Não beberia a arte da mesma fonte que a psicanálise? Não teríamos na arte uma certa utilização do dispositivo que permite ver-se outro, no mesmo? Fórmulas como as de Octavio Paz: "A poesia não diz: eu sou tu. Diz: meu eu és tu. A imagem poética é a outridade" não deixariam entrever este obscuro poder da arte?
Apenas o estudo de obras artísticas permitiria avançar nesta hipótese, mas isto iria além dos limites deste trabalho. Para os fins deste breve texto, me apoio ainda em apenas em um dos termos envolvidos, a teoria psicanalítica, sem poder aqui dar o espaço à arte que faria se reabrir o "arco de ligação" que vimos Freud inaugurar entre elas. Na obra freudiana, uma ligação entre os efeitos artísticos e o que Octavio Paz chama "outridade" é indicada já em 1907, quando o jogo infantil aparece como base da criação artística e do "trabalho" de transposição da fantasia em realidade que determinaria a "saúde" psíquica, em "Escritores Criativos e Devaneio". Freud indica aí, rapidamente, que o segredo da verdadeira ars poetica estaria ligado à questão das "barreiras que se erguem entre cada eu individual e os outros".
Por uma psicanálise confrontadora
Este ensaio limita-se a indicar a possibilidade e o interesse de se pensar a psicanálise em um confronto com a arte. Uma diante da outra, reabrem-se possibilidades de ligação, sem contudo que elas se deixem reduzir uma à outra. Tal confronto promove um entrelaçamento e desentrelaçamento constante, pois não se trata de encontrar, na arte, uma vez por todas, as palavras da psicanálise, mas de retomar o movimento de Freud que é o de uma busca constante, uma busca de novas palavras. Busca da palavra outra, através de uma certa experiência do outro: o outro que é, por um lado, a clínica (onde o paciente encarna um outro), mas também o outro que não é psicanálise. A teoria está em constante transformação, ela precisa sempre de novas metáforas:
"Em psicologia só podemos descrever as coisas com a ajuda de analogias. Nada existe de peculiar nisso; é também o caso alhures. Mas temos que estar constantemente a modificar essas analogias, pois nenhuma delas nos dura bastante."
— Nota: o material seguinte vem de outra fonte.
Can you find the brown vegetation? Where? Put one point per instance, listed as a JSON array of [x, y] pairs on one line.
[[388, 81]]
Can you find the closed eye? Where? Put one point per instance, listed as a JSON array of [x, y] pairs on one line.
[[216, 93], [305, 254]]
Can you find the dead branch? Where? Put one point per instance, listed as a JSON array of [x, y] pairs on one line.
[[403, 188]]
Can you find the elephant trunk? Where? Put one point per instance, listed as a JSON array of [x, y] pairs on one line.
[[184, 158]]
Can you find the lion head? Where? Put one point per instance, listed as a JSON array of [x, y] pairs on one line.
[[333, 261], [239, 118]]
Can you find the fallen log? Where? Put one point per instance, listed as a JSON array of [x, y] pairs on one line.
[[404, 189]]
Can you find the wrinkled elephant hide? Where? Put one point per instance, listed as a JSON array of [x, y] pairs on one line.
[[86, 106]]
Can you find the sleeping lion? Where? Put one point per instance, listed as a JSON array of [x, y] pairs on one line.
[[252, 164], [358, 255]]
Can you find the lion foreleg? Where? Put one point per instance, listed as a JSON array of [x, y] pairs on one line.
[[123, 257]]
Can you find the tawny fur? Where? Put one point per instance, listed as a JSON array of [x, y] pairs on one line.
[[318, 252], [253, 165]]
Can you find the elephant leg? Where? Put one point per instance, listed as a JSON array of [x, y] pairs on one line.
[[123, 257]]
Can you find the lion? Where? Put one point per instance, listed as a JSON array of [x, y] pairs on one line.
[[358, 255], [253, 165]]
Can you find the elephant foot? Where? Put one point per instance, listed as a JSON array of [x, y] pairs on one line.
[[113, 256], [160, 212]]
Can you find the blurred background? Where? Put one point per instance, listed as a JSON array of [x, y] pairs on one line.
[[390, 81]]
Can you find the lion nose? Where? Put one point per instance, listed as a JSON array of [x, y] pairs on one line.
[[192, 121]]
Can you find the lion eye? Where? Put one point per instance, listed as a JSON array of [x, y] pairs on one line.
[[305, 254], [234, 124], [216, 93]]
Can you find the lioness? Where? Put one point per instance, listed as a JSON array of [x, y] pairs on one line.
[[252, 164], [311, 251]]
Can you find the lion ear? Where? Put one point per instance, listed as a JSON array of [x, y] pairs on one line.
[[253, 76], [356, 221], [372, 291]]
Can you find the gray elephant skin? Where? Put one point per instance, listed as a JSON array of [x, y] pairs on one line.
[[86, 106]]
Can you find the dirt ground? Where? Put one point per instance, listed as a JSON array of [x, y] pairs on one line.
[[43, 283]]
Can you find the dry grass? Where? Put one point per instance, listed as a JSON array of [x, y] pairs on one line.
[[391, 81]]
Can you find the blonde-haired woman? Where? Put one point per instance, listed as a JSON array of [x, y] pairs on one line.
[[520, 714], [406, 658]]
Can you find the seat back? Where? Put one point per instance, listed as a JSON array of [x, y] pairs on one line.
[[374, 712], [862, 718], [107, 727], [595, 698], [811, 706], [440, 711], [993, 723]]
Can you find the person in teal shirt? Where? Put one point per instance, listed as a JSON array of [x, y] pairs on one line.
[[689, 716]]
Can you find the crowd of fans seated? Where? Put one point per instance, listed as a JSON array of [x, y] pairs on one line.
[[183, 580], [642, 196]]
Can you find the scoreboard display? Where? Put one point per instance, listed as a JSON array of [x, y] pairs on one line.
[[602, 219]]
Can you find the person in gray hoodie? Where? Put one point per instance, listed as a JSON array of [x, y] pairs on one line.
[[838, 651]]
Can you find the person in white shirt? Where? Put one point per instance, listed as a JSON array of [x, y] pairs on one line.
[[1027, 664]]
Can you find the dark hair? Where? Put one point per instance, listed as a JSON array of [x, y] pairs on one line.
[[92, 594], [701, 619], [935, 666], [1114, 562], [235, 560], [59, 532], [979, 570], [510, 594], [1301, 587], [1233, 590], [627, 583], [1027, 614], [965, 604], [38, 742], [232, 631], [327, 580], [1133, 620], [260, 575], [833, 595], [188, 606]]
Por que será que nenhuma "dura bastante"? Porque a psicanálise não é letra morta, ela quer ser palavra "mágica", como diz Freud no mesmo artigo. Por isso ela deve criar continuamente metáforas, como o faz a poesia, a arte. Mas não basta usar novos nomes quaisquer. "Não tente dar-me literatura em vez de ciência", ralha Freud, opondo-se aos termos "subconsciente" e "consciente" propostos em substituição a Eu e Isso pelo interlocutor imparcial que ele imagina neste texto. A psicanálise visa um efeito, para o qual alguns nomes têm valia, outros não. Pois, como diz Freud, atando firmemente criação teórica e a arte da clínica, é "impossível tratar um paciente sem aprender algo de novo; (...) impossível conseguir nova percepção sem perceber seus resultados benéficos".
Literatura e "ciência" psicanalítica, contudo, visam ambas a certos efeitos, e nesta eficácia elas se conjugam e se confrontam na tentativa de ressuscitar a palavra mágica, única e sempre nova, atual em cada obra artística, em cada análise, em cada momento da clínica.